Effects of kinase inhibitors on PKCη levels. MCF-7 (A) or T47D (B) cells were treated with or without 10 μM BIM, 10 μM rottlerin, 1 μM Gö 6976, 25 μM Ly294002, 50 nM rapamycin, 50 μM PD98059, 10 μM U0126 or 2 μM KT5720 for 15 h. Western blot analysis was performed with total cellular extracts using the indicated antibodies. Actin was used as a loading control.

3.2. PKC and PI3K inhibitors induce PKCη downregulation via two distinct pathways

Since PKC activators induce upregulation of PKCη, we examined if the general PKC inhibitor Gö 6983 or the PI3K inhibitor Ly294002 could block PKC activator-induced upregulation of PKCη. Figure 2 shows that while the PKC activator PDBu induced downregulation of PKCα, -δ and -ε, it caused upregulation of PKCη. Consistent with the notion that PKC activity is required for PKC activator-induced downregulation of PKCs [5, 6, 24], the general PKC inhibitor Gö 6983 prevented PDBu-induced downregulation of PKCα and PKCδ. However, Gö 6983 was able to induce PKCη downregulation in PDBu-treated cells. The PI3K inhibitor Ly294002 caused a substantial decrease in basal PKCη level but the constitutive levels of PKCα, -δ and -ε were not altered by the Ly294002 treatment. In contrast to Gö 6983, Ly294002 was unable to induce PKCη downregulation in PDBu-treated cells. These results suggest that Gö 6983 and Ly294002 induced PKCη downregulation via two distinct pathways.

Fig. 2.

Fig. 2

Open in a new tab

Effect of PKC activators on PKCη downregulation by PKC and PI3K inhibitors. MCF-7 cells were pretreated with 1 μM PDBu for 15 min, followed by treatment with or without 1μM Gö 6983 or 25 μM Ly294002 for 15 h. Western blot analysis was performed with total cellular extracts using the indicated antibodies. Actin was used as a loading control.
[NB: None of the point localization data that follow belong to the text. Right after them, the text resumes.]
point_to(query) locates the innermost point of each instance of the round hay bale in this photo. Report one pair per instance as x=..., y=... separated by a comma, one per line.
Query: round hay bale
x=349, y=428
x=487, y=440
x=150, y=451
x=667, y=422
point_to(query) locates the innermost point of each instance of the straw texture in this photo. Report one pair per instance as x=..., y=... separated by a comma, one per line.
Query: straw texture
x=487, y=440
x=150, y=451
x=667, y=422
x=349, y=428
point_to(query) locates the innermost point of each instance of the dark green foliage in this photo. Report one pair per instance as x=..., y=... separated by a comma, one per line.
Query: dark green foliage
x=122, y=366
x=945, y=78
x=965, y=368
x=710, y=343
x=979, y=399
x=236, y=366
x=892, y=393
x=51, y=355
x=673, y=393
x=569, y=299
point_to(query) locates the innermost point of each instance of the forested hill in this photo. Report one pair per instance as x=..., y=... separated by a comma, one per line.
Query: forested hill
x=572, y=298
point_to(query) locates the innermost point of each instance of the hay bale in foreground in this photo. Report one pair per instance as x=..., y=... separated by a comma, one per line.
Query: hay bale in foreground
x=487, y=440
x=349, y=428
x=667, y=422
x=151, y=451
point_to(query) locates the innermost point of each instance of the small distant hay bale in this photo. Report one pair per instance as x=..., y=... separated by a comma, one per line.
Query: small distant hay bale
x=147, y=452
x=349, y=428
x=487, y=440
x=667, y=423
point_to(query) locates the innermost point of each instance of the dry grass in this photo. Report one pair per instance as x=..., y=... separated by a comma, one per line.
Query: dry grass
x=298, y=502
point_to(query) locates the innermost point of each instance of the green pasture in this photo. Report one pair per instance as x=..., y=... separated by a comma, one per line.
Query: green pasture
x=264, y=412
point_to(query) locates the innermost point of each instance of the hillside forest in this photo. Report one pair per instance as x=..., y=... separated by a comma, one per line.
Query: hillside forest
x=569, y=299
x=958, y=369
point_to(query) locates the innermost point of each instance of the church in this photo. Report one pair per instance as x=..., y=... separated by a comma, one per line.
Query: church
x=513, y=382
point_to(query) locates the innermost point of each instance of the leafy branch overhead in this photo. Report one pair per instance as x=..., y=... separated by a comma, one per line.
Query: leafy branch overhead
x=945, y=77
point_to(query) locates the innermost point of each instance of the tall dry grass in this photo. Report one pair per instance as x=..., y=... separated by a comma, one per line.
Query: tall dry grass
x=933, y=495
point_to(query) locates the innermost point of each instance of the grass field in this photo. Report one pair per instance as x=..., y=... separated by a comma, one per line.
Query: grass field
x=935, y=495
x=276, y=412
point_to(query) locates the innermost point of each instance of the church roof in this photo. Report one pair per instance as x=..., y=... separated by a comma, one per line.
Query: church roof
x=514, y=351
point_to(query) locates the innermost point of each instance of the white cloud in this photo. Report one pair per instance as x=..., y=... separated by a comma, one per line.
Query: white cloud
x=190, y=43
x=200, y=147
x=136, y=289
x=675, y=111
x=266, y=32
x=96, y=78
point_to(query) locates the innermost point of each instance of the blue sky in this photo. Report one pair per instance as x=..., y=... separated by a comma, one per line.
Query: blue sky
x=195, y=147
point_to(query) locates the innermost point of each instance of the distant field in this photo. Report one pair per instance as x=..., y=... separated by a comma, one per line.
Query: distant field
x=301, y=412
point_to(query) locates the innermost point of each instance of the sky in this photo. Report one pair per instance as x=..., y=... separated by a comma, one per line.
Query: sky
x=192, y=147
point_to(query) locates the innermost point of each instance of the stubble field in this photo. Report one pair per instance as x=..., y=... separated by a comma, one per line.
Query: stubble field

3.3. Ly294002 induces PKCη downregulation via ubiquitin proteasome-mediated pathway

Both calcium-activated proteases, such as calpains as well as ubiquitin proteasome-mediated pathway have been implicated in the activation-induced downregulation of PKCs [4-6]. Therefore, we examined the ability of calpain inhibitor calpeptin, cathepsin inhibitor I and proteasome inhibitor MG-132 or lactacystin in preventing downregulation of PKCη by Gö 6983 or Ly294002. Figure 3 shows that neither calpain inhibitor nor cathepsin inhibitor blocked PKCη downregulation induced by either Gö 6983 or Ly294002. Although the proteasome inhibitor MG-132 prevented PKCη downregulation by Ly294002, it had only a modest effect on Gö 6983-mediated downregulation of PKCη (Figs. 4A & 4B). Similar results were observed in T47D cells where two different proteasome inhibitors MG-132 and lactacystin blocked Ly294002-mediated but not Gö 6983-mediated downregulation of PKCη (Fig. 4C). These results demonstrate that Ly294002 but not Gö 6983 induces PKCη downregulation via the proteasome-mediated pathway.

Fig. 3.

Fig. 3

Open in a new tab

Effect of protease inhibitors on PKCη downregulation in MCF-7 cells. MCF-7 cells were pretreated with or without 50 μM calpeptin or 50 μM cathepsin inhibitor I for 30 min, followed by treatment with 1 μM Gö 6983 or 25 μM Ly294002 for 12 h. Western blot analysis was performed with total cellular extracts using the indicated antibodies. GAPDH was used as a loading control. Results are representative of 2 independent experiments.

Fig. 4.

Fig. 4

Open in a new tab

Effect of proteasome inhibitors on PKCη downregulation. A, MCF-7 cells were pretreated with 10 μM MG-132 for 30 min, followed by treatment with 1 μM Gö 6983 or 25 μM Ly294002 for 12 h. Western blot analysis was performed with total cellular extracts using the indicated antibodies. GAPDH was used as a loading control. B, Densitometric quantification of PKCη protein levels from 3 separate experiments corrected for loading. Data represents the mean +/- s.e.m. The asterisk (*) indicates significant difference of MG-132 treated cells from control or treatment with the inhibitors alone using Student's t-test. *, P<0.05; **, P<0.005 C, T47D cells were pretreated with 10 M MG-132 or 10 μM lactacystin for 30 min, followed by treatment with 1 μM Gö 6983 or 10 μM Ly294002 for 15 h. Western blot analysis was performed with total cellular extracts using the indicated antibodies. Actin was used as a loading control.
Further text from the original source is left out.